彼女はまだ、エイドのことを国内の内情を探るスパイだと思っている。……まあ、前世では実際そうだったのだが。


だから『遊んでいていい』という名目で国政に関わらせないようにしているのだ。

「ラジーナを愛する」というのも、要は『自身を裏切るような真似さえしなければいい』という意味だ。そんなことも分からないほど、子どもではない。



「はい……」

「それでは下がりなさい。あなた方も今夜はゆっくりお休みくださいませ」


そう、彼女は数人のおつきのものに伝えた。

その発言から、ラジーナは完全にエイドのことを「夫」ではなく「お客様」と考えているのがわかる。



……だが。


(それでも、俺は……ラジーナ様のために出来ることを探さないとな……。この気持ちは『偽物』なのは分かってるけど……)
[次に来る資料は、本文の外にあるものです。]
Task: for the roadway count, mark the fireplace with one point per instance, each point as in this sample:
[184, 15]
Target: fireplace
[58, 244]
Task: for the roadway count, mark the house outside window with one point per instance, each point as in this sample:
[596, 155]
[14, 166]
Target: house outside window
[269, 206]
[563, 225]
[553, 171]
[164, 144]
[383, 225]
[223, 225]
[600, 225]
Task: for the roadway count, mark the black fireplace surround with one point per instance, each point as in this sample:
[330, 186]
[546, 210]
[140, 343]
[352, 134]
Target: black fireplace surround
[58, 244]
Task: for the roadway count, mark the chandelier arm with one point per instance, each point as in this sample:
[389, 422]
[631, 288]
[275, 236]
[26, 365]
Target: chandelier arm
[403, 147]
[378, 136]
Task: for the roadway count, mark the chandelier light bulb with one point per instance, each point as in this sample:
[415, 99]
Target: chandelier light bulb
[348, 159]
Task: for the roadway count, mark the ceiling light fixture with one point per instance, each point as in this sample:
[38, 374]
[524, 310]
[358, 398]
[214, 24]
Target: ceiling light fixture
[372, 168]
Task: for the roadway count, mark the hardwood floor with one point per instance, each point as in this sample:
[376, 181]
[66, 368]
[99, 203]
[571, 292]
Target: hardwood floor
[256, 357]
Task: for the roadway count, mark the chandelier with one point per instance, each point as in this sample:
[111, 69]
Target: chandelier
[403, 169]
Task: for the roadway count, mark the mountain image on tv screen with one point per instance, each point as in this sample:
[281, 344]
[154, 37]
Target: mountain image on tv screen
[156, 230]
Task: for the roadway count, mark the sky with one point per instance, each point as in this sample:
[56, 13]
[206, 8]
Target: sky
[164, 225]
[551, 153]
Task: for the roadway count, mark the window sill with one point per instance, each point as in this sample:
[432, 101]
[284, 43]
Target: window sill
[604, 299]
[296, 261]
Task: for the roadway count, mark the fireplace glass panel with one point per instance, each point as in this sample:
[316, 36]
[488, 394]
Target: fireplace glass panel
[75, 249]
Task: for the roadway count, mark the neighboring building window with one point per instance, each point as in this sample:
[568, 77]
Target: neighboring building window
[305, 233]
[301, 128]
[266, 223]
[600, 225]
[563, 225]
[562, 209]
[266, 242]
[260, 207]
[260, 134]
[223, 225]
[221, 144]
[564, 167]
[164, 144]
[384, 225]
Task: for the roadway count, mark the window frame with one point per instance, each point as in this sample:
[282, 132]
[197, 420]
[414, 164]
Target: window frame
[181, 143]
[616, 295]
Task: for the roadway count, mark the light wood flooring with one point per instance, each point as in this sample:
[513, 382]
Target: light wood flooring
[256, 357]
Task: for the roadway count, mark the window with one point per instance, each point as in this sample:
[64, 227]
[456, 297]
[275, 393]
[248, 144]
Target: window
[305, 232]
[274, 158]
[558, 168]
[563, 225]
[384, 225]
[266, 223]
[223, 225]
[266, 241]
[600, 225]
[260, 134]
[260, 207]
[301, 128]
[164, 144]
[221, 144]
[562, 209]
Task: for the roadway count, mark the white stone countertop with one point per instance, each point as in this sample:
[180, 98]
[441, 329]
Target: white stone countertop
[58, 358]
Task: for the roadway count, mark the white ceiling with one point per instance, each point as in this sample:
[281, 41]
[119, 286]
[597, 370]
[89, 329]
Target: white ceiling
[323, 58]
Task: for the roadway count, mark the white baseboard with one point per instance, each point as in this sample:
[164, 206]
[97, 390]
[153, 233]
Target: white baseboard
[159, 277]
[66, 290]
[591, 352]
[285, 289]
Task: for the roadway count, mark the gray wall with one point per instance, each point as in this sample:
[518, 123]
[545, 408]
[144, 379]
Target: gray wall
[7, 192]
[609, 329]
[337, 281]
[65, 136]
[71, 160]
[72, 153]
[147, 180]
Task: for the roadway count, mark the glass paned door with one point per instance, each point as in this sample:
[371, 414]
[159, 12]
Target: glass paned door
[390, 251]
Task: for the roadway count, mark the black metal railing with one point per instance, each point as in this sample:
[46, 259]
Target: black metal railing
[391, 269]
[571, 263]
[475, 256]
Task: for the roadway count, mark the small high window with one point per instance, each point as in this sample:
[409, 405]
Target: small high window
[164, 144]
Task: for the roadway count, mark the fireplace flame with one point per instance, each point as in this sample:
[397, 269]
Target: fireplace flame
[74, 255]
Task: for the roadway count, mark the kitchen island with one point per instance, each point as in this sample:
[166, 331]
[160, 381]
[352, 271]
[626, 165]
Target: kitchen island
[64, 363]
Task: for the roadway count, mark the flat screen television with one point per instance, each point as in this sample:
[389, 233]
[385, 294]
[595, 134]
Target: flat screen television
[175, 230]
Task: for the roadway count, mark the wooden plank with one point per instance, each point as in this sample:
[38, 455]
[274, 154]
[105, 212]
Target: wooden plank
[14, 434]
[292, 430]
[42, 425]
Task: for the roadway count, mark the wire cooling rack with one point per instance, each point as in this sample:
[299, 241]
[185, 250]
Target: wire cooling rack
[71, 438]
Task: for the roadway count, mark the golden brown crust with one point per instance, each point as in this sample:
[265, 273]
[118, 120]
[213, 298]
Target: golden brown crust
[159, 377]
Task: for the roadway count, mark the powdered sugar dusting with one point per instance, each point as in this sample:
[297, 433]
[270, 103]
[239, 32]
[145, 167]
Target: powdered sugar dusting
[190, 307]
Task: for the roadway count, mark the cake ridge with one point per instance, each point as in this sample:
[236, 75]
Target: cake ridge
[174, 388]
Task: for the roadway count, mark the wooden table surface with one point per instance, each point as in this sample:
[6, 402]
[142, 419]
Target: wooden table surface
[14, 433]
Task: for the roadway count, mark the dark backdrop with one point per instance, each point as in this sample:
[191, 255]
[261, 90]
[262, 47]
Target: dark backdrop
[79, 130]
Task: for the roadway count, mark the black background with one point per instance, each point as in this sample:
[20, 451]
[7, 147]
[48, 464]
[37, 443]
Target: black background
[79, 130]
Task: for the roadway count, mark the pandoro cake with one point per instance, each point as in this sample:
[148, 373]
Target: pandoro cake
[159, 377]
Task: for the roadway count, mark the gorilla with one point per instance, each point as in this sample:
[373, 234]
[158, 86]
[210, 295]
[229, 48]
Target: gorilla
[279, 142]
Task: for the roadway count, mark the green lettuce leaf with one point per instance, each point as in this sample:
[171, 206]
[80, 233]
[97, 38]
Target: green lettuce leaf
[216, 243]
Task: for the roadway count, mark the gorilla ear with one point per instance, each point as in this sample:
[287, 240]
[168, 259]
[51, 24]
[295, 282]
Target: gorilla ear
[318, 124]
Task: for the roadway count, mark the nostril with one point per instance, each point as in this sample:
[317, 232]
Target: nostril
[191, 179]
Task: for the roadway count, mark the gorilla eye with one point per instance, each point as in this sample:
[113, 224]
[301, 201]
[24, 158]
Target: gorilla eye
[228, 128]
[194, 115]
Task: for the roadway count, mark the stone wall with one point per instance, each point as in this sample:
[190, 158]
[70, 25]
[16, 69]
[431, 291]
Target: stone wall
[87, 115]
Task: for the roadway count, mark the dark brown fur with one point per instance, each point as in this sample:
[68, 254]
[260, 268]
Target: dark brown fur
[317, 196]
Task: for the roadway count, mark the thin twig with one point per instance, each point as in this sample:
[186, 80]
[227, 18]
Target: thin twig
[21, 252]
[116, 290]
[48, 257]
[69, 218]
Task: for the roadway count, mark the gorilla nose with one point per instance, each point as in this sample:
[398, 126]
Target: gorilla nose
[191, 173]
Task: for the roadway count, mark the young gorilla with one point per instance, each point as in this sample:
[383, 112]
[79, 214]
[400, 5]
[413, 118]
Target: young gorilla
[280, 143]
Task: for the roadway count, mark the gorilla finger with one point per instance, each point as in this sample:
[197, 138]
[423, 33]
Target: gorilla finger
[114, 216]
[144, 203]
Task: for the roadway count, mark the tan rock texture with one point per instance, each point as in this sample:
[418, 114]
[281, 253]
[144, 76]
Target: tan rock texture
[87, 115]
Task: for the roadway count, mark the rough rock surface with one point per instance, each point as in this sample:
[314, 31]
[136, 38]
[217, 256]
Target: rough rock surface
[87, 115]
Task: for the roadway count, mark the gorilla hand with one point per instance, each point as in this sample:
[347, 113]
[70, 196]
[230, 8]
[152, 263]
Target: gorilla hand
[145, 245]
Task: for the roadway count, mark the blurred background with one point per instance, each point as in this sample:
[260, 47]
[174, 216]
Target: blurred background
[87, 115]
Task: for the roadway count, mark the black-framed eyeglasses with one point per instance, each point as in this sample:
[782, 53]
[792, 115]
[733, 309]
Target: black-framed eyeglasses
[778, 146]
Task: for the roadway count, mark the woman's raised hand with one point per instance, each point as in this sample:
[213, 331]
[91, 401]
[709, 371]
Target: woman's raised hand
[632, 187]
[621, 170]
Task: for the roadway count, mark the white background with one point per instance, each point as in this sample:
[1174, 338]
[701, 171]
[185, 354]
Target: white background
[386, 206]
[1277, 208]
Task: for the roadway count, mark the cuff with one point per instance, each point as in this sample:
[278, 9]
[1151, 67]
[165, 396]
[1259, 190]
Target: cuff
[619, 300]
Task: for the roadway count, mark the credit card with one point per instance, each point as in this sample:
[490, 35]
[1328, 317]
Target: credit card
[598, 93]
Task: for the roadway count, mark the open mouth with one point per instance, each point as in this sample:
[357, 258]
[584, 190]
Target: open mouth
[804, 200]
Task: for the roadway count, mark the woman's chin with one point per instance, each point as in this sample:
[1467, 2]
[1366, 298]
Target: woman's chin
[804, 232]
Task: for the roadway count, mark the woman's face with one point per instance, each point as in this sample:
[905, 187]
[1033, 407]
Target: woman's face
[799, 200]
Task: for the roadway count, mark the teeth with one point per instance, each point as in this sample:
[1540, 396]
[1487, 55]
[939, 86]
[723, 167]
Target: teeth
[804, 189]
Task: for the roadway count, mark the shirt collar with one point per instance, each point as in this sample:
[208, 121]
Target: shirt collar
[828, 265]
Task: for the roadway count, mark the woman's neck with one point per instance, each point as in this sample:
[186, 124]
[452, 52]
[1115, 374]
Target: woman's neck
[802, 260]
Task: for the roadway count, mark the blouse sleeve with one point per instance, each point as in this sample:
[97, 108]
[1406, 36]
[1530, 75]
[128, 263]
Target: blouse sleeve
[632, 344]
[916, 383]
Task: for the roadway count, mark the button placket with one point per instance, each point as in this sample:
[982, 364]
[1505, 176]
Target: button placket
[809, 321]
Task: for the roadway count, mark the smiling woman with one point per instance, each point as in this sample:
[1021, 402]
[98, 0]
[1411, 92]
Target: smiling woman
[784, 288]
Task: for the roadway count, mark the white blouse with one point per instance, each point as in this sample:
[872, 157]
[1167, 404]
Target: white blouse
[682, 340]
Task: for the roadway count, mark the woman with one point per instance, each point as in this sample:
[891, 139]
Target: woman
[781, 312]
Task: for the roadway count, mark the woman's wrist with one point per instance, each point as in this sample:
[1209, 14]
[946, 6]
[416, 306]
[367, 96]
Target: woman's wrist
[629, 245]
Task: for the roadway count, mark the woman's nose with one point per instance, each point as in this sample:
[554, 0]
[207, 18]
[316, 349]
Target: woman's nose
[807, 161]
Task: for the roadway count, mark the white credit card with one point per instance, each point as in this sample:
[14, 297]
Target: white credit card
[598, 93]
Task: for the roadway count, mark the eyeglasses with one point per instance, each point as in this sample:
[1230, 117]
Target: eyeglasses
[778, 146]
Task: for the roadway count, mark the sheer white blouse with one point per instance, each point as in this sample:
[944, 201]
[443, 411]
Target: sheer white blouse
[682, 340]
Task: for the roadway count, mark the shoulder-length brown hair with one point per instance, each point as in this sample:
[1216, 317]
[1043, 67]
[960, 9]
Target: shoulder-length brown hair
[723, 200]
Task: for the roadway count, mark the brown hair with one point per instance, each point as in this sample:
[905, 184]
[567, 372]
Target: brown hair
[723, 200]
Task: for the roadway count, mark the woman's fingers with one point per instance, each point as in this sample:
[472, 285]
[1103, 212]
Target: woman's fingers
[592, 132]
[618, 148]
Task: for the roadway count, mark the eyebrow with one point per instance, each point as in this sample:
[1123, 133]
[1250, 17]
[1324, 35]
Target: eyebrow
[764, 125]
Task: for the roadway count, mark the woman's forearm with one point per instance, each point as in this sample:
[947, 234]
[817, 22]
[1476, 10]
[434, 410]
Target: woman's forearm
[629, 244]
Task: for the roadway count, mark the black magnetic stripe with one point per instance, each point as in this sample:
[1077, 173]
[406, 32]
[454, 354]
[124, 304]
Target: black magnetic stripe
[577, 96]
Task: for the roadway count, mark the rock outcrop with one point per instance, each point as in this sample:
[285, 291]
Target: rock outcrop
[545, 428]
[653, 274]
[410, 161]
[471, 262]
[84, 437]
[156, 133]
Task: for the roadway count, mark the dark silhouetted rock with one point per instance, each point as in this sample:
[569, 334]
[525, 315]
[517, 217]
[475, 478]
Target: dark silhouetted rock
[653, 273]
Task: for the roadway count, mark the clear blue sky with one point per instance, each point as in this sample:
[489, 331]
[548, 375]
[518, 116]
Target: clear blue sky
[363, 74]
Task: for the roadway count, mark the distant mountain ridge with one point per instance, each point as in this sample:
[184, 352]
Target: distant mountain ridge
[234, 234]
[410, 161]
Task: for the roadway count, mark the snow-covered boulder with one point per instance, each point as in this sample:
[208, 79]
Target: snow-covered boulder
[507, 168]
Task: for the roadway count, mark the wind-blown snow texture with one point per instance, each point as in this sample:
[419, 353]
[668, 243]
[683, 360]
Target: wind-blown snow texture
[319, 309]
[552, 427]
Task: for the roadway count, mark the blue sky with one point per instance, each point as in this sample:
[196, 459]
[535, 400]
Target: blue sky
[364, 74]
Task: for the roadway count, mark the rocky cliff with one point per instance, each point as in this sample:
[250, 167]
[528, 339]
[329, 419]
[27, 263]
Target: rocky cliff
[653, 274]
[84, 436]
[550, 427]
「あ、あの、ラジーナ様! 明日は朝、早いんですよね?」

「ええ。朝の4時には出立します。目的地に夕方までにつきたいですから。あなたは寝ていて結構ですわ?」

「いえ、見送らせてください! ……それと、その……明日の朝、私の手でランチボックスを作らせていただけませんか?」


当然花婿修行として四季折々の料理……家庭風の料理から宮廷料理のような豪奢なものまで、エイドは叩き込まれている。



だが、ラジーナは首を振る。


「結構です。あなたの手を煩わせるのは心苦しいもの」



彼女が断るのは当然だ、とエイドは思った。

ラジーナは、まだエイドのことを信頼しているわけではない。一服盛られる可能性を否定できないのは当然だ。


エイドは残念そうにしながらもうなづいた。


「それではごきげんよう、エイド」

「……ええ……」



そしてこれも、惚れ薬の効果なのは分かっているが、ラジーナが振り向いた瞬間、もう少しでいいから彼女と見つめあいたい、という欲求にかられた。


だが、すぐにその思いはかなぐり捨てた。


(何言ってんだ。……それで彼女に嫌われたらおしまいだ。何より、俺はもう自分の欲求は捨てると決めただろう?)



そう思ったエイドは、さんざん練習した完璧な作り笑いをして、答える。